Seluruh pasukan Negara Wei menundukkan kepala mereka.
Ye Hao melambaikan tangannya dengan lembut, dan kekuatan luar biasa menyebar, membantu seluruh pasukan Negara Wei untuk bangkit.
“Aku bukan lagi Kaisar Agung Zhou Agung!”
“Kamu tidak perlu melakukan ini!”
“Di masa depan, Ying Zheng dari Qin Agung akan mewarisi kekuasaanku, menciptakan Dinasti Ilahi baru, dan memimpin Umat Manusia menuju kejayaan!”
“Kamu seharusnya memberi penghormatan kepadanya!”
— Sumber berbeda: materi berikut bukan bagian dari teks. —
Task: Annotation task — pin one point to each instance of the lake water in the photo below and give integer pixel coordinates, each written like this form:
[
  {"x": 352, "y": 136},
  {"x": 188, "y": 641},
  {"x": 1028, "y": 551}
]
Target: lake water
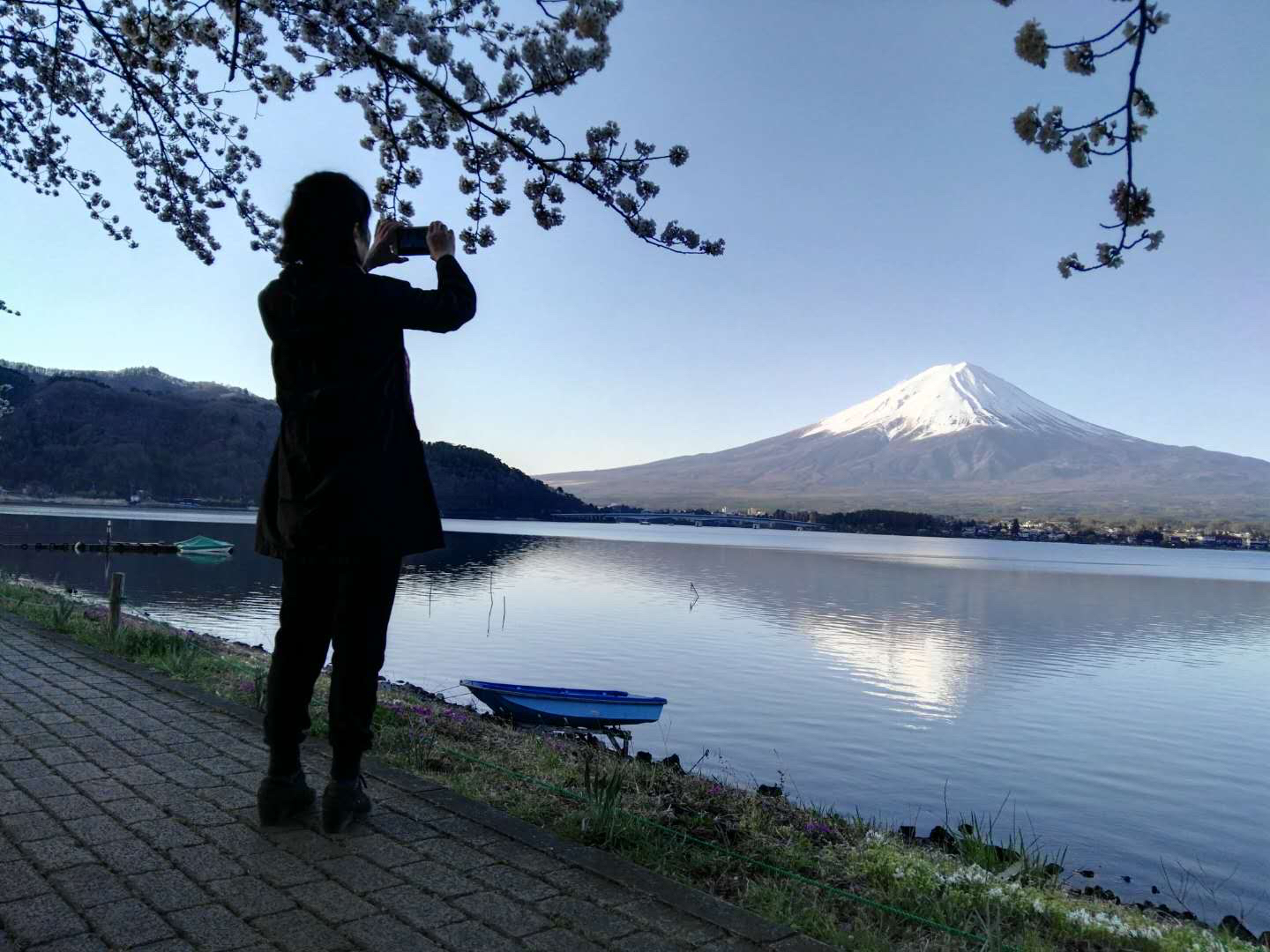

Saat suara Ye Hao mereda, semua bangsawan Negeri Wei membungkuk kepada Ying Zheng yang memegang gagang Pedang Taia, menerima takdir Negeri Qin, dan naik ke Alam Kekacauan.
“Salam kepada Raja Qin!”
“Mulai hari ini, Kerajaan Wei Raya menyerahkan diri kepada Raja Qin, dengan harapan Raja Qin akan memperlakukan rakyat Kerajaan Wei Raya dengan baik!”
“Ini adalah Jimat Harimau, dan mulai hari ini, seluruh pasukan Wei akan tergabung ke dalam Qin Raya, mengikuti perintah Raja Qin!”
“…”
Berkat campur tangan Ye Hao, Ying Zheng berhasil menguasai seluruh wilayah Wei tanpa perlawanan, yang secara signifikan meningkatkan kekuatan Kerajaan Qin Raya.
Jumlah tentara yang siap berperang mencapai miliaran.
Kapal perang yang tak terhitung jumlahnya, cukup untuk dengan mudah memusnahkan kerajaan lain.